Les assistants médicaux : Kezako ?

A l’origine, ce nouveau métier a été créé par l’article 42 de la loi de financement de la sécurité sociale pour 2019 afin de permettre aux médecins de gagner du temps de travail.

Ce nouveau métier, accessible après le bac, se situe à mi-chemin entre les actes de soins simples et les tâches administratives : par exemple, accueillir et préparer le patient à la consultation, mesurer sa tension ou sa température, nettoyer ou stériliser le matériel, gérer les tâches administratives, etc.

 

 

Ces assistants ne sont proposés que dans certaines situations, à savoir certaines spécialités travaillant uniquement en mode regroupé et s’engageant à une « augmentation mesurable de la patientèle suivie. »

4000 postes d’assistants médicaux sont prévus d’ici à 2022, avec dans un premier temps un ciblage des zones sous-dotées et dans les quartiers prioritaires pour l’accès au soin. Certains aides-soignants, infirmiers et secrétaires médicaux pourront prétendre à ce statut grâce à la VAE (validation des Acquis de l’Expérience)

 

Le profil des assistants médicaux

Les assistants médicaux peuvent avoir deux types de profil : soignant (aide-soignant ou infirmier) ou administratif (secrétaire médicale par exemple). En plus de la VAE, ils devront être titulairess d'un certificat de qualification professionnelle. Ils auront néanmoins 2 ans pour l'obtenir après leur prise de fonction.

 

Le coût de cette mesure

50 000 euros par an et par assistant. C’est ce que promet l’état pour financer les assistants médicaux, en priorité auprès des généralistes et spécialistes pour lesquels il existe des difficultés d’accès aux soins. Mais évidemment, il y a une contrepartie, à savoir l’exercice regroupé et l’engagement d’objectifs et de résultats, ce qui veut dire une augmentation quantitative du nombre de consultation par heure.
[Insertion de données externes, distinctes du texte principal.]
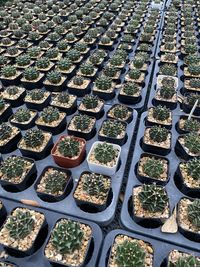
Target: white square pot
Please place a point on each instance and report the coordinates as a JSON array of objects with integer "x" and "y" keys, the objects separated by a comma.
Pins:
[{"x": 102, "y": 169}]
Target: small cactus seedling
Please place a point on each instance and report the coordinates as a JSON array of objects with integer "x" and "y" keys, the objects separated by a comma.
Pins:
[
  {"x": 153, "y": 198},
  {"x": 69, "y": 147},
  {"x": 161, "y": 113},
  {"x": 67, "y": 236},
  {"x": 22, "y": 115},
  {"x": 158, "y": 134},
  {"x": 130, "y": 253},
  {"x": 193, "y": 212},
  {"x": 50, "y": 114},
  {"x": 93, "y": 184},
  {"x": 90, "y": 101},
  {"x": 192, "y": 142},
  {"x": 20, "y": 225},
  {"x": 34, "y": 138},
  {"x": 153, "y": 168},
  {"x": 104, "y": 153}
]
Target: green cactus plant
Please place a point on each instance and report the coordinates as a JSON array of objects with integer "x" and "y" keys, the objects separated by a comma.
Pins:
[
  {"x": 33, "y": 138},
  {"x": 158, "y": 134},
  {"x": 153, "y": 198},
  {"x": 69, "y": 147},
  {"x": 130, "y": 253},
  {"x": 67, "y": 236},
  {"x": 193, "y": 213},
  {"x": 20, "y": 225},
  {"x": 104, "y": 153}
]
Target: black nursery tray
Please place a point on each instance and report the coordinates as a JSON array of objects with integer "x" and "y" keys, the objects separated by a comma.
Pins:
[
  {"x": 68, "y": 204},
  {"x": 173, "y": 192},
  {"x": 161, "y": 249},
  {"x": 38, "y": 258}
]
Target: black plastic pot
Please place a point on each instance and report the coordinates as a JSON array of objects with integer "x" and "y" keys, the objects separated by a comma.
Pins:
[
  {"x": 49, "y": 197},
  {"x": 118, "y": 141},
  {"x": 27, "y": 181},
  {"x": 36, "y": 154},
  {"x": 25, "y": 126}
]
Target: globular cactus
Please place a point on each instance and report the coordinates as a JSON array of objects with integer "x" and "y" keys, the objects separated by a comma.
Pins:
[
  {"x": 67, "y": 236},
  {"x": 69, "y": 147},
  {"x": 50, "y": 114},
  {"x": 103, "y": 83},
  {"x": 104, "y": 153},
  {"x": 22, "y": 115},
  {"x": 153, "y": 167},
  {"x": 153, "y": 198},
  {"x": 93, "y": 184},
  {"x": 33, "y": 138},
  {"x": 130, "y": 253},
  {"x": 55, "y": 182},
  {"x": 161, "y": 113},
  {"x": 90, "y": 101},
  {"x": 193, "y": 213},
  {"x": 120, "y": 112},
  {"x": 12, "y": 167},
  {"x": 158, "y": 134},
  {"x": 192, "y": 142},
  {"x": 112, "y": 128},
  {"x": 20, "y": 225},
  {"x": 5, "y": 131},
  {"x": 81, "y": 122}
]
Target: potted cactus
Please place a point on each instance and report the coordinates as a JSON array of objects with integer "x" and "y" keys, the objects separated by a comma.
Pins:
[
  {"x": 32, "y": 78},
  {"x": 35, "y": 144},
  {"x": 9, "y": 136},
  {"x": 51, "y": 120},
  {"x": 120, "y": 112},
  {"x": 53, "y": 184},
  {"x": 54, "y": 81},
  {"x": 104, "y": 88},
  {"x": 153, "y": 169},
  {"x": 9, "y": 75},
  {"x": 160, "y": 115},
  {"x": 157, "y": 140},
  {"x": 14, "y": 95},
  {"x": 188, "y": 218},
  {"x": 37, "y": 99},
  {"x": 92, "y": 190},
  {"x": 104, "y": 158},
  {"x": 113, "y": 131},
  {"x": 83, "y": 126},
  {"x": 130, "y": 93},
  {"x": 79, "y": 85},
  {"x": 188, "y": 145},
  {"x": 21, "y": 233},
  {"x": 69, "y": 151},
  {"x": 23, "y": 118},
  {"x": 17, "y": 173},
  {"x": 179, "y": 258},
  {"x": 64, "y": 102},
  {"x": 150, "y": 205},
  {"x": 73, "y": 249},
  {"x": 91, "y": 105},
  {"x": 127, "y": 251}
]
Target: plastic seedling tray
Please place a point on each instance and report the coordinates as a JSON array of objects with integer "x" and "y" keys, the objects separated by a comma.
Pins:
[
  {"x": 173, "y": 192},
  {"x": 68, "y": 204},
  {"x": 161, "y": 249},
  {"x": 38, "y": 258}
]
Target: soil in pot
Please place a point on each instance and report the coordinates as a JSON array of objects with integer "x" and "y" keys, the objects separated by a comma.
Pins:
[
  {"x": 69, "y": 250},
  {"x": 82, "y": 126},
  {"x": 128, "y": 251},
  {"x": 23, "y": 232},
  {"x": 150, "y": 205},
  {"x": 92, "y": 192}
]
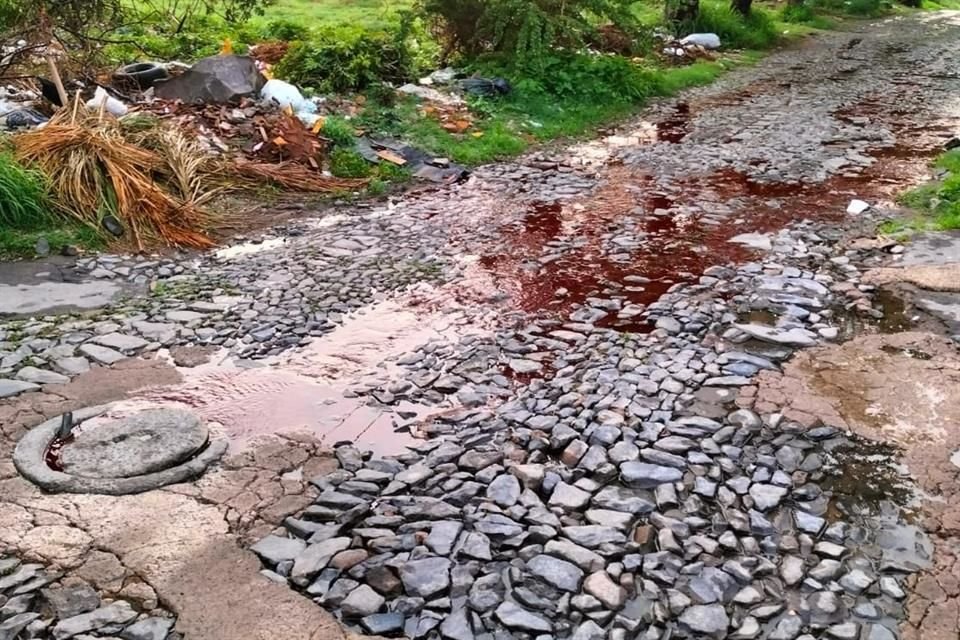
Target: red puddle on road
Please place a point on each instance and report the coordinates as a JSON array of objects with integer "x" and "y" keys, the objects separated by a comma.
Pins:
[
  {"x": 677, "y": 126},
  {"x": 678, "y": 247}
]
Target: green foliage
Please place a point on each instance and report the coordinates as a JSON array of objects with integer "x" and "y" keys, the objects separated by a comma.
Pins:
[
  {"x": 17, "y": 244},
  {"x": 938, "y": 203},
  {"x": 347, "y": 163},
  {"x": 528, "y": 30},
  {"x": 805, "y": 15},
  {"x": 286, "y": 30},
  {"x": 339, "y": 131},
  {"x": 756, "y": 31},
  {"x": 870, "y": 8},
  {"x": 24, "y": 203},
  {"x": 348, "y": 59}
]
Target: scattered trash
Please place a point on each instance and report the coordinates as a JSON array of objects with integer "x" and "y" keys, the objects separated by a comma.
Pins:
[
  {"x": 708, "y": 41},
  {"x": 287, "y": 96},
  {"x": 856, "y": 207},
  {"x": 103, "y": 100},
  {"x": 291, "y": 175},
  {"x": 421, "y": 165},
  {"x": 440, "y": 76},
  {"x": 431, "y": 95},
  {"x": 141, "y": 75},
  {"x": 214, "y": 80},
  {"x": 486, "y": 87}
]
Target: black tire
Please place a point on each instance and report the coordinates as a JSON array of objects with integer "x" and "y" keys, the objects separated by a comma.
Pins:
[{"x": 142, "y": 75}]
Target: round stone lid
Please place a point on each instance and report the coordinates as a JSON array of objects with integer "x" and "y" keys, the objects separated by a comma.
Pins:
[{"x": 146, "y": 441}]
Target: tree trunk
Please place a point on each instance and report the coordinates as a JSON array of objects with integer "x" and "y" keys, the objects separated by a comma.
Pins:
[
  {"x": 681, "y": 14},
  {"x": 741, "y": 6}
]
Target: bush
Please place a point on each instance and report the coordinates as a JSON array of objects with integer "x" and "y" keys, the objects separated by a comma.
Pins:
[
  {"x": 338, "y": 131},
  {"x": 340, "y": 59},
  {"x": 591, "y": 78},
  {"x": 756, "y": 31},
  {"x": 347, "y": 163},
  {"x": 285, "y": 30},
  {"x": 24, "y": 203},
  {"x": 529, "y": 30}
]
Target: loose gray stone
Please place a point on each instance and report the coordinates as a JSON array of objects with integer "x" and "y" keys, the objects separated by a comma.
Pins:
[
  {"x": 148, "y": 629},
  {"x": 559, "y": 573},
  {"x": 515, "y": 617},
  {"x": 362, "y": 601},
  {"x": 505, "y": 490},
  {"x": 427, "y": 577},
  {"x": 41, "y": 376},
  {"x": 119, "y": 612},
  {"x": 276, "y": 549},
  {"x": 647, "y": 476},
  {"x": 10, "y": 388},
  {"x": 708, "y": 620}
]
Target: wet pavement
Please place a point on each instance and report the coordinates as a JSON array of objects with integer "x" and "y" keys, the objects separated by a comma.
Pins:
[{"x": 557, "y": 393}]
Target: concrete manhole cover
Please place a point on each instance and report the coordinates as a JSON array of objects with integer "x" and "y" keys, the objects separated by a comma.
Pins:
[
  {"x": 130, "y": 453},
  {"x": 146, "y": 442}
]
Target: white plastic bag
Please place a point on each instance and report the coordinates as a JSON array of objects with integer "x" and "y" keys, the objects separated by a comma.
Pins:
[
  {"x": 113, "y": 106},
  {"x": 705, "y": 40},
  {"x": 283, "y": 94}
]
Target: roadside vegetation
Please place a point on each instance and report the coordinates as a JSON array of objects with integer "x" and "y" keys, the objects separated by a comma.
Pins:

La ministre de la santé, Agnès Buzyn, s’est engagée à ouvrir la discussion avec la Sécurité Sociale afin de déterminer le montant de leur prise en charge pour l’embauche des assistants médicaux.

 

Tous les médecins sont-ils éligibles à une aide à l'embauche ?

Tous les médecins, spécialistes ou généralistes, peuvent en théorie bénéficier d'une aide au recrutement d'un assistant médical, à condition de respecter les trois critères suivants : 

  1. Avoir une activité minimale, à savoir plus de 640 patients en tant que médecin traitant pour les généralistes. Pour les spécialistes, on évalue la file active (soit le nombre de patients vus dans l'année)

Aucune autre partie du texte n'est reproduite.